- Poster
- Directed by: S.E. DeRose
- Written by: S.E. DeRose
- Produced by: Richard T. Lewis
- Starring: Kelsey Grammer Anna Friel Sean Astin
- Cinematography: Gavin Struthers
- Edited by: Jo Francis Lee Percy
- Music by: Mark Orton
- Distributed by: Gravitas Ventures
- Release date: August 13, 2021;
- Running time: 107 minutes
- Country: United States
- Language: English

= Charming the Hearts of Men =

Charming the Hearts of Men is a 2021 American historical romantic drama film written and directed by S.E. DeRose and starring Kelsey Grammer, Anna Friel and Sean Astin. It is inspired by true events during the civil rights movement in 1964. It has been suggested that the character of the unnamed Congressman is loosely based on Congressman Howard W. Smith.

==Cast==
- Anna Friel as Grace Gordon
- Kelsey Grammer as Congressman
- Starletta DuPois as Mattie
- Pauline Dyer as Jubilee
- Aml Ameen as Walter
- Sean Astin as George
- Hendrix Yancey as Angelina
- Jill Marie Jones as Viola
- Diane Ladd as Alice Paul
- Courtney Gains as Mr.

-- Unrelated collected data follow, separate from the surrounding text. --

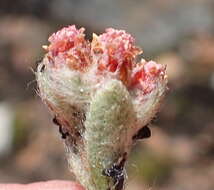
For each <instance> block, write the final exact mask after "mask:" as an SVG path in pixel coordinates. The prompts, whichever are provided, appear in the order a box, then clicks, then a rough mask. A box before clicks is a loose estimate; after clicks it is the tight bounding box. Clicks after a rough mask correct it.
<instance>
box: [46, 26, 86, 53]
mask: <svg viewBox="0 0 214 190" xmlns="http://www.w3.org/2000/svg"><path fill="white" fill-rule="evenodd" d="M84 30H85V29H84V28H81V29H79V30H77V29H76V26H75V25H72V26H68V27H64V28H63V29H61V30H59V31H58V32H56V33H54V34H52V35H51V36H50V37H49V39H48V41H49V42H50V43H51V44H50V46H49V48H48V49H49V51H51V52H52V53H53V55H54V56H57V55H58V53H59V52H65V51H68V50H69V49H71V48H73V47H74V45H76V44H77V43H79V42H81V40H82V39H83V38H84V33H83V32H84Z"/></svg>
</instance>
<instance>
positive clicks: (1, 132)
mask: <svg viewBox="0 0 214 190" xmlns="http://www.w3.org/2000/svg"><path fill="white" fill-rule="evenodd" d="M69 24H75V25H77V26H78V27H85V28H86V32H87V36H88V38H89V39H90V38H91V35H92V32H95V33H97V34H99V33H101V32H103V31H104V29H105V28H107V27H114V28H117V29H125V30H126V31H127V32H129V33H131V34H132V35H133V36H134V37H136V43H137V44H138V45H139V46H141V47H142V48H143V50H144V54H143V56H144V58H146V59H153V60H155V61H158V62H159V63H163V64H166V65H167V71H168V75H169V88H170V90H169V92H168V94H167V97H166V99H165V102H164V105H163V106H162V109H161V111H160V113H159V114H158V117H157V119H155V120H154V121H153V122H152V124H151V125H150V126H151V129H152V137H151V138H150V139H148V140H143V141H141V142H139V143H137V145H136V146H135V148H134V150H133V151H132V154H131V158H130V159H129V162H128V166H127V170H128V174H129V177H128V184H127V190H144V189H145V190H147V189H148V190H151V189H152V190H213V189H214V180H213V179H214V1H213V0H185V1H184V0H108V1H107V0H60V1H59V0H58V1H57V0H27V1H26V0H16V1H13V0H7V1H6V0H1V1H0V183H28V182H34V181H40V180H50V179H66V180H71V179H73V177H72V174H71V173H70V172H69V170H68V167H67V162H66V158H65V154H64V149H63V144H62V142H61V140H60V135H59V134H58V132H57V127H56V126H54V125H53V124H52V122H51V120H52V118H51V116H50V114H49V113H48V111H47V109H46V108H45V106H44V105H43V104H42V102H41V101H40V99H39V97H38V95H37V94H36V88H37V87H36V83H35V76H34V73H33V70H35V68H36V62H37V61H38V60H40V58H41V57H42V56H43V55H44V51H43V50H42V45H44V44H47V43H48V42H47V38H48V36H49V35H50V34H51V33H52V32H54V31H56V30H58V29H59V28H61V27H62V26H66V25H69Z"/></svg>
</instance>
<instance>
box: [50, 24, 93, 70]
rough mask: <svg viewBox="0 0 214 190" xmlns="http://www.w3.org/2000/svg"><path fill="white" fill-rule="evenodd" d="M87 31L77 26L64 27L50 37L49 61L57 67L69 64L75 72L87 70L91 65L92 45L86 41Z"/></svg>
mask: <svg viewBox="0 0 214 190" xmlns="http://www.w3.org/2000/svg"><path fill="white" fill-rule="evenodd" d="M84 31H85V29H84V28H80V29H77V28H76V26H75V25H72V26H68V27H64V28H62V29H61V30H59V31H58V32H56V33H54V34H52V35H51V36H50V37H49V39H48V40H49V42H50V45H49V47H48V48H47V50H48V52H49V59H51V60H53V62H54V63H55V64H54V66H55V67H59V66H60V65H63V64H67V65H68V66H69V67H70V68H72V69H74V70H81V71H83V70H85V68H86V67H87V66H88V65H89V64H90V45H89V43H88V41H86V40H85V34H84Z"/></svg>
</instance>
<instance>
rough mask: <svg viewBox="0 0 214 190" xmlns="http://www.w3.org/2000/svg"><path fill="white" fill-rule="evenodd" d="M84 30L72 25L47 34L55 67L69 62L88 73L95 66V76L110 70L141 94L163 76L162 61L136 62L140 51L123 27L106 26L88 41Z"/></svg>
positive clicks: (74, 66) (69, 65) (94, 67)
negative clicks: (135, 88) (92, 39)
mask: <svg viewBox="0 0 214 190" xmlns="http://www.w3.org/2000/svg"><path fill="white" fill-rule="evenodd" d="M84 31H85V29H84V28H80V29H77V28H76V27H75V25H72V26H68V27H65V28H62V29H61V30H59V31H58V32H56V33H54V34H52V35H51V36H50V37H49V42H50V45H49V46H48V47H47V50H48V54H47V57H48V59H49V62H51V63H53V64H52V65H54V67H55V68H58V67H60V66H61V65H68V66H69V68H71V69H73V70H79V71H84V72H85V71H86V72H87V70H89V69H90V67H89V66H90V65H95V67H92V68H96V69H95V73H94V75H95V76H96V75H97V74H98V75H102V76H105V75H106V74H107V75H108V74H109V73H111V74H112V73H113V75H114V77H116V78H117V79H119V80H121V81H122V82H123V83H124V85H126V86H127V87H128V88H137V89H141V90H142V92H143V93H150V92H151V91H152V90H153V89H154V88H155V87H156V84H157V82H158V81H159V80H162V79H163V77H164V76H165V66H163V65H161V64H157V63H156V62H154V61H149V62H146V61H145V60H142V61H141V62H140V63H136V60H135V59H136V56H137V55H139V54H141V53H142V51H141V49H140V48H138V47H136V46H135V39H134V38H133V37H132V36H131V35H130V34H128V33H126V32H125V31H124V30H116V29H113V28H108V29H106V31H105V33H103V34H101V35H99V36H97V35H94V36H93V40H92V43H91V44H90V43H89V42H88V41H87V40H85V34H84Z"/></svg>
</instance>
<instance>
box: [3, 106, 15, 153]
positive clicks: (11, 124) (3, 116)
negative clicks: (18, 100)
mask: <svg viewBox="0 0 214 190" xmlns="http://www.w3.org/2000/svg"><path fill="white" fill-rule="evenodd" d="M13 119H14V113H13V111H12V109H11V107H10V106H9V104H7V103H0V157H1V156H5V155H6V154H8V153H9V152H10V151H11V148H12V142H13Z"/></svg>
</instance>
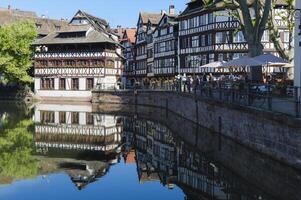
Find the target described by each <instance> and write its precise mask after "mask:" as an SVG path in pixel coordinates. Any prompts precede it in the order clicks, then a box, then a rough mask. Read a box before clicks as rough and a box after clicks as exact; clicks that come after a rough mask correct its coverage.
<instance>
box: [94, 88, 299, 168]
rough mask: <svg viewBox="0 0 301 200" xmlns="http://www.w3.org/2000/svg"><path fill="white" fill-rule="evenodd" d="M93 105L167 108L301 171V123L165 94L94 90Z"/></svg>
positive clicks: (235, 105) (232, 106)
mask: <svg viewBox="0 0 301 200" xmlns="http://www.w3.org/2000/svg"><path fill="white" fill-rule="evenodd" d="M92 102H93V103H100V104H104V103H110V104H120V105H122V106H126V105H137V106H138V105H141V106H149V107H157V108H161V109H165V110H166V112H173V113H175V114H177V115H179V116H180V117H183V118H185V119H187V120H190V121H192V122H194V123H196V124H199V125H201V126H203V127H206V128H208V129H209V130H211V131H213V132H218V133H221V134H222V135H223V136H226V137H229V138H231V139H233V140H234V141H236V142H239V143H241V144H243V145H246V146H248V147H251V148H252V149H255V150H257V151H260V152H262V153H265V154H267V155H269V156H271V157H273V158H275V159H278V160H280V161H284V162H285V163H288V164H290V165H291V166H294V167H296V168H299V169H301V120H300V119H296V118H293V117H290V116H286V115H283V114H277V113H273V112H267V111H262V110H257V109H254V108H246V107H240V106H237V105H230V104H226V103H217V102H215V101H209V100H204V99H199V98H196V97H195V96H194V95H193V94H183V93H176V92H166V91H140V90H137V91H94V92H93V93H92Z"/></svg>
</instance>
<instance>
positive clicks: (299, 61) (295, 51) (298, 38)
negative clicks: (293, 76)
mask: <svg viewBox="0 0 301 200" xmlns="http://www.w3.org/2000/svg"><path fill="white" fill-rule="evenodd" d="M295 8H296V9H295V59H294V60H295V70H294V76H295V77H294V85H295V86H296V87H301V56H298V54H300V52H301V1H300V0H296V1H295ZM299 95H300V94H299Z"/></svg>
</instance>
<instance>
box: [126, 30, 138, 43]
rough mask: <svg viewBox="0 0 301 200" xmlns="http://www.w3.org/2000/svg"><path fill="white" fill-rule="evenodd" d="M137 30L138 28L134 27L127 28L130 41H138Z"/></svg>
mask: <svg viewBox="0 0 301 200" xmlns="http://www.w3.org/2000/svg"><path fill="white" fill-rule="evenodd" d="M136 32H137V30H136V29H134V28H131V29H126V30H125V34H126V37H127V38H128V40H129V42H130V43H135V41H136Z"/></svg>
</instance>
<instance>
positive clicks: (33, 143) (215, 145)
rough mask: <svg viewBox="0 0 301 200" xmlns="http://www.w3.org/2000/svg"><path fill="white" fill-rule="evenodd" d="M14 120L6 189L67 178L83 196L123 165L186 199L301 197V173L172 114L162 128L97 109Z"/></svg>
mask: <svg viewBox="0 0 301 200" xmlns="http://www.w3.org/2000/svg"><path fill="white" fill-rule="evenodd" d="M7 113H8V112H1V108H0V114H1V116H2V120H1V127H2V128H1V131H0V185H1V184H9V183H11V182H13V181H15V180H20V179H27V178H31V177H35V176H38V175H44V176H47V175H49V174H55V173H59V172H64V174H66V175H68V176H69V177H70V181H72V182H73V183H74V185H75V186H76V187H77V189H79V190H83V189H86V188H87V187H88V186H90V185H92V184H94V183H95V182H97V181H99V180H101V179H102V178H103V177H104V176H106V175H108V174H109V172H110V168H111V167H112V166H113V165H122V164H121V163H120V160H121V159H122V158H123V159H124V161H125V163H126V164H128V163H132V164H135V165H136V168H137V174H138V179H139V182H140V183H141V184H142V183H145V182H152V181H159V182H160V183H161V184H162V185H163V186H164V187H166V188H168V189H174V188H180V189H181V190H182V191H183V193H185V195H186V199H219V200H236V199H246V200H258V199H261V200H272V199H273V200H274V199H286V200H288V199H289V200H295V199H296V198H298V196H300V195H299V194H300V192H301V190H298V187H299V185H300V184H299V183H300V179H299V178H298V177H301V176H300V173H299V172H297V171H295V170H292V169H290V168H288V167H287V166H283V165H280V164H279V163H277V162H275V161H273V160H271V159H266V157H264V156H260V155H258V154H255V153H254V152H253V151H250V150H249V149H247V148H243V147H241V146H239V145H237V144H235V143H233V142H232V141H230V140H226V139H221V138H220V136H216V135H214V134H212V133H211V132H210V133H208V132H206V131H204V130H203V129H202V128H200V127H198V126H196V125H192V124H190V123H189V122H185V123H184V120H183V119H176V117H175V116H173V117H171V114H170V115H169V117H168V118H169V119H160V116H165V115H161V114H160V113H159V112H154V115H158V116H157V117H154V118H153V119H156V120H159V121H160V123H157V122H153V121H152V120H146V119H143V117H141V118H140V117H138V118H137V117H136V115H132V116H131V115H130V116H128V117H121V116H118V113H117V116H116V115H107V114H103V113H101V114H100V113H97V112H94V113H92V109H91V106H90V105H89V106H85V105H81V106H77V107H76V106H74V105H72V106H62V105H58V106H55V105H52V104H49V105H40V106H37V107H36V109H35V114H34V122H32V120H31V116H32V115H31V114H30V112H29V114H27V115H26V114H25V115H24V114H22V113H20V112H17V113H19V114H17V115H16V114H14V115H12V114H7ZM13 113H16V112H15V111H14V112H13ZM20 116H22V117H20ZM164 120H165V121H164ZM168 120H170V121H168ZM161 121H164V122H162V124H161ZM179 121H180V122H181V123H182V122H183V123H182V124H181V126H178V122H179ZM163 123H164V124H168V125H163ZM33 133H34V134H33ZM221 141H222V142H221ZM33 145H34V147H33ZM33 150H34V151H33ZM123 170H126V169H124V168H123ZM257 171H258V172H259V173H256V172H257ZM110 173H113V172H110ZM135 175H136V174H135ZM265 178H266V180H265ZM270 180H272V181H270ZM274 180H275V181H274ZM113 181H116V182H118V181H119V180H113ZM287 185H289V186H287ZM145 187H147V185H145ZM146 195H147V194H146ZM275 197H277V198H275Z"/></svg>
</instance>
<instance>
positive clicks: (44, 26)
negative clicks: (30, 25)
mask: <svg viewBox="0 0 301 200" xmlns="http://www.w3.org/2000/svg"><path fill="white" fill-rule="evenodd" d="M20 21H30V22H33V23H35V25H36V27H37V32H38V38H42V37H45V36H46V35H48V34H49V33H50V32H52V31H57V30H60V29H62V28H63V27H64V26H66V25H68V22H67V21H65V20H63V19H62V20H55V19H49V18H46V17H45V16H42V17H39V16H38V15H37V14H36V13H35V12H32V11H23V10H19V9H13V8H11V7H10V6H9V7H8V8H0V27H1V26H4V25H7V24H11V23H16V22H20Z"/></svg>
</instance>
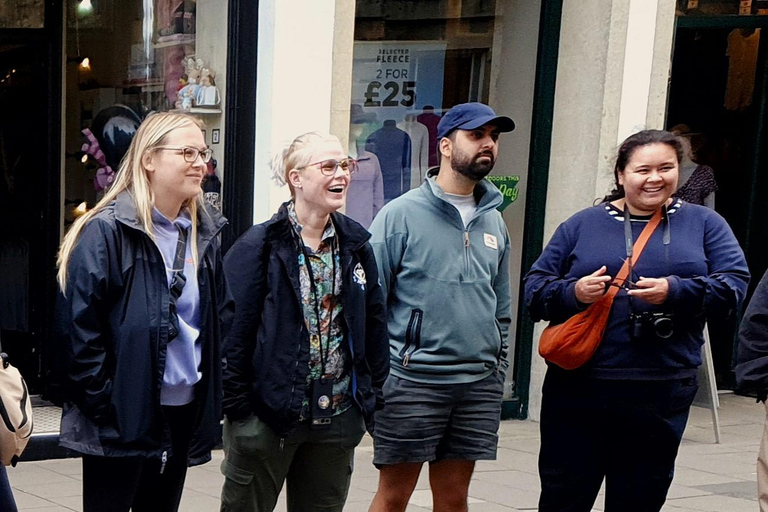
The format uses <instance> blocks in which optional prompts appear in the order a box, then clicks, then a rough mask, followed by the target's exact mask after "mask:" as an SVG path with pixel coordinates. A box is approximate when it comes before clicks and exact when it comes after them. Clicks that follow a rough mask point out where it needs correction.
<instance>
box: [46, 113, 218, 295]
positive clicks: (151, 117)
mask: <svg viewBox="0 0 768 512" xmlns="http://www.w3.org/2000/svg"><path fill="white" fill-rule="evenodd" d="M187 126H196V127H198V128H202V124H201V123H200V121H198V120H197V119H196V118H194V117H192V116H190V115H187V114H178V113H171V112H160V113H155V114H150V115H149V116H147V118H146V119H145V120H144V122H142V123H141V126H139V129H138V130H137V131H136V135H135V136H134V137H133V140H132V141H131V145H130V147H129V148H128V152H127V153H126V154H125V156H124V157H123V160H122V161H121V162H120V167H119V169H118V171H117V175H116V179H115V182H114V183H113V184H112V186H111V187H110V188H109V189H108V190H107V192H106V193H105V194H104V197H103V198H102V199H101V201H99V202H98V203H97V204H96V206H94V207H93V208H92V209H91V210H89V211H88V212H86V213H85V214H84V215H82V216H81V217H79V218H78V219H77V220H76V221H75V223H74V224H73V225H72V227H71V228H70V230H69V231H68V232H67V234H66V235H65V236H64V240H63V241H62V242H61V247H60V248H59V255H58V259H57V261H56V265H57V266H58V273H57V275H56V280H57V281H58V283H59V288H60V289H61V291H62V292H63V293H66V288H67V266H68V264H69V259H70V257H71V256H72V251H73V249H74V248H75V246H76V245H77V239H78V237H79V236H80V233H82V231H83V228H85V226H86V225H87V224H88V222H90V221H91V219H93V218H94V217H95V216H96V215H97V214H98V213H99V212H100V211H101V210H103V209H104V208H106V207H107V206H108V205H109V204H110V203H112V202H113V201H114V200H115V199H116V198H117V196H118V195H119V194H120V193H121V192H123V191H127V192H128V193H129V194H130V196H131V199H133V204H134V205H135V207H136V214H137V217H138V221H139V223H140V224H141V225H142V227H143V228H144V231H145V232H146V233H147V235H149V237H150V238H151V239H152V240H154V239H155V231H154V223H153V222H152V211H153V209H154V207H155V194H154V191H153V190H152V187H151V185H150V182H149V177H148V176H147V171H146V169H145V168H144V164H143V162H142V159H143V156H144V155H145V154H146V153H147V152H148V151H151V150H152V149H153V148H155V147H157V146H161V145H162V144H163V142H164V141H165V138H166V137H167V135H168V134H169V133H171V132H172V131H174V130H177V129H179V128H185V127H187ZM202 204H203V193H202V191H201V192H200V194H199V195H198V196H197V197H193V198H192V199H190V200H189V201H186V202H185V203H184V205H183V207H185V208H187V210H188V211H189V215H190V217H191V219H192V236H191V237H190V238H191V246H192V258H193V261H194V262H195V264H197V208H198V206H200V205H202Z"/></svg>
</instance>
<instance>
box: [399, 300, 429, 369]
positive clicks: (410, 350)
mask: <svg viewBox="0 0 768 512" xmlns="http://www.w3.org/2000/svg"><path fill="white" fill-rule="evenodd" d="M423 317H424V311H422V310H420V309H412V310H411V318H410V320H408V327H407V328H406V329H405V345H403V348H402V349H401V350H400V357H402V358H403V366H408V363H410V361H411V356H412V355H413V353H414V352H416V351H417V350H418V349H419V347H420V346H421V321H422V319H423Z"/></svg>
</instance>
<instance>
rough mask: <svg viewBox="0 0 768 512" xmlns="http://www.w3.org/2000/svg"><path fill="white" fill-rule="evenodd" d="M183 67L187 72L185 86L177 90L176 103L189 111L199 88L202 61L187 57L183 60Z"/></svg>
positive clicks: (192, 57)
mask: <svg viewBox="0 0 768 512" xmlns="http://www.w3.org/2000/svg"><path fill="white" fill-rule="evenodd" d="M184 65H185V67H186V71H187V72H186V74H187V85H185V86H184V87H182V88H181V89H180V90H179V99H178V101H179V102H180V108H182V109H184V110H189V109H190V108H192V107H193V106H194V105H195V100H196V97H197V90H198V89H199V88H200V85H199V84H198V82H199V81H200V75H201V73H202V70H203V59H195V58H194V57H188V58H186V59H184Z"/></svg>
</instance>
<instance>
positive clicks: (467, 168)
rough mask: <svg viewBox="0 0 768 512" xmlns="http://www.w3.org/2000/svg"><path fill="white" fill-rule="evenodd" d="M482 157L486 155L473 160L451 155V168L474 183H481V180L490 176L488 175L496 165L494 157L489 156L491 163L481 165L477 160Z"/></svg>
mask: <svg viewBox="0 0 768 512" xmlns="http://www.w3.org/2000/svg"><path fill="white" fill-rule="evenodd" d="M481 156H486V155H483V154H480V155H477V156H476V157H474V158H471V157H469V156H466V155H464V154H457V153H455V152H454V153H453V154H452V155H451V168H452V169H453V170H454V171H456V172H458V173H459V174H461V175H462V176H465V177H467V178H469V179H470V180H472V181H480V180H481V179H483V178H485V177H486V176H488V173H489V172H491V169H493V164H495V163H496V159H495V158H494V157H493V155H487V156H490V158H491V161H490V162H488V163H487V164H485V163H483V164H481V163H479V162H478V161H477V159H478V158H480V157H481Z"/></svg>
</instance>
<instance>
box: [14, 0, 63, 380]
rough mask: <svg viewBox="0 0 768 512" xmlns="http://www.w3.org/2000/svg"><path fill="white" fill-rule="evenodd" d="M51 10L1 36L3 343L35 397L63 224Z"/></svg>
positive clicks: (49, 317) (55, 30) (56, 87)
mask: <svg viewBox="0 0 768 512" xmlns="http://www.w3.org/2000/svg"><path fill="white" fill-rule="evenodd" d="M47 4H48V8H47V9H46V12H45V27H42V28H33V29H32V28H21V29H3V30H0V342H1V343H2V348H3V351H4V352H6V353H8V355H9V356H10V358H11V361H12V362H13V364H14V365H15V366H17V367H18V368H19V370H20V371H21V372H22V374H23V375H24V378H25V379H26V381H27V384H28V385H29V387H30V390H31V392H32V393H40V392H42V389H41V384H42V382H41V373H42V366H41V364H42V363H41V351H42V350H44V348H43V345H44V340H46V339H47V336H48V326H49V325H50V314H51V304H52V300H53V278H54V274H53V272H54V269H55V257H56V247H57V245H58V240H59V219H60V214H59V203H60V200H59V195H60V189H59V181H60V180H59V149H58V148H59V145H60V139H61V131H60V118H61V115H60V109H61V102H60V91H61V87H60V80H61V74H60V71H59V70H58V68H59V62H60V55H61V53H60V48H61V15H60V13H59V12H58V10H59V9H60V7H61V3H60V2H47ZM43 5H44V4H43V3H42V2H41V3H40V8H41V9H42V6H43ZM41 17H42V16H41ZM50 27H53V28H50Z"/></svg>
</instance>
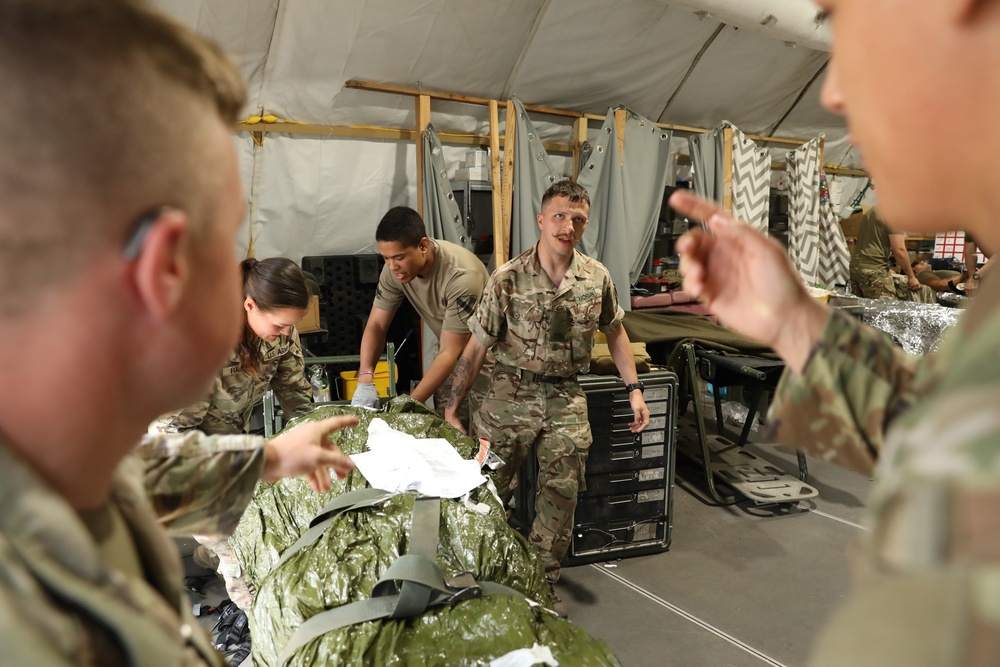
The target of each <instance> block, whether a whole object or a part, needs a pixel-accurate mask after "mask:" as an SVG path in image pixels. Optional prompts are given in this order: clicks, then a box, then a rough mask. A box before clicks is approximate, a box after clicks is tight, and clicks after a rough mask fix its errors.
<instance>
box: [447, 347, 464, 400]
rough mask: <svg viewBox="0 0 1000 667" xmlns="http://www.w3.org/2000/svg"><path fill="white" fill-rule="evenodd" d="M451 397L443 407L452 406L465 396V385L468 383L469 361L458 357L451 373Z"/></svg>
mask: <svg viewBox="0 0 1000 667" xmlns="http://www.w3.org/2000/svg"><path fill="white" fill-rule="evenodd" d="M450 379H451V398H449V399H448V405H447V406H445V408H453V407H455V405H457V404H458V403H459V402H460V401H461V400H462V398H464V397H465V391H466V385H468V383H469V362H468V361H466V360H465V358H462V359H459V360H458V363H457V364H455V370H454V371H452V374H451V378H450Z"/></svg>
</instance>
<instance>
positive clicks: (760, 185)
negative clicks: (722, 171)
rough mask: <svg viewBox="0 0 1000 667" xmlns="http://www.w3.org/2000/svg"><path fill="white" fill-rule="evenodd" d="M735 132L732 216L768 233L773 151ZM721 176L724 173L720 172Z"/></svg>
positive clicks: (769, 209) (751, 225)
mask: <svg viewBox="0 0 1000 667" xmlns="http://www.w3.org/2000/svg"><path fill="white" fill-rule="evenodd" d="M728 126H729V127H731V128H732V130H733V215H734V216H736V217H737V218H739V219H740V220H743V221H745V222H747V223H748V224H749V225H750V226H751V227H753V228H754V229H756V230H757V231H759V232H761V233H763V234H765V235H766V234H767V222H768V215H769V212H770V202H771V151H770V149H768V148H763V147H761V146H758V145H757V143H756V142H754V141H753V140H751V139H748V138H747V136H746V135H745V134H743V132H742V131H741V130H740V129H739V128H738V127H736V126H735V125H733V124H732V123H728ZM720 174H721V171H720Z"/></svg>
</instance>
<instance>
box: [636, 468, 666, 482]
mask: <svg viewBox="0 0 1000 667" xmlns="http://www.w3.org/2000/svg"><path fill="white" fill-rule="evenodd" d="M663 474H664V469H663V468H646V469H645V470H640V471H639V481H640V482H651V481H653V480H654V479H663Z"/></svg>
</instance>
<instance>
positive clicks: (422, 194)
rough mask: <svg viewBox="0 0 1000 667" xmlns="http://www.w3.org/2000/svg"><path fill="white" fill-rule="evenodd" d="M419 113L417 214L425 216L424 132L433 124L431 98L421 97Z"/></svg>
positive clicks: (417, 175)
mask: <svg viewBox="0 0 1000 667" xmlns="http://www.w3.org/2000/svg"><path fill="white" fill-rule="evenodd" d="M416 111H417V151H416V152H417V213H419V214H420V217H423V215H424V131H425V130H426V129H427V126H428V125H429V124H430V122H431V98H430V97H428V96H427V95H420V96H419V97H417V100H416Z"/></svg>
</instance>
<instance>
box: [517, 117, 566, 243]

Spratz
- Curtis Hamilton as Andrew
- Henry G. Sanders as Abel
- Justice Leak as Dick
- Tom Schanley as Bradford Lotts

==Release==
In June 2021, it was announced that Gravitas Ventures acquired North American distribution rights to the film, which was released in theaters and On Demand on August 13, 2021.

==Reception==
The film has an 80% rating on Rotten Tomatoes, based on 10 reviews.

Christian Gallichio of Film Threat rated the film a 5 out of 10 and wrote, "Despite the pedigree and performances, the overall political sentiments and underdeveloped script hold Charming the Hearts of Man back from presenting a fully realized portrait of the 1964 Civil Rights Act.”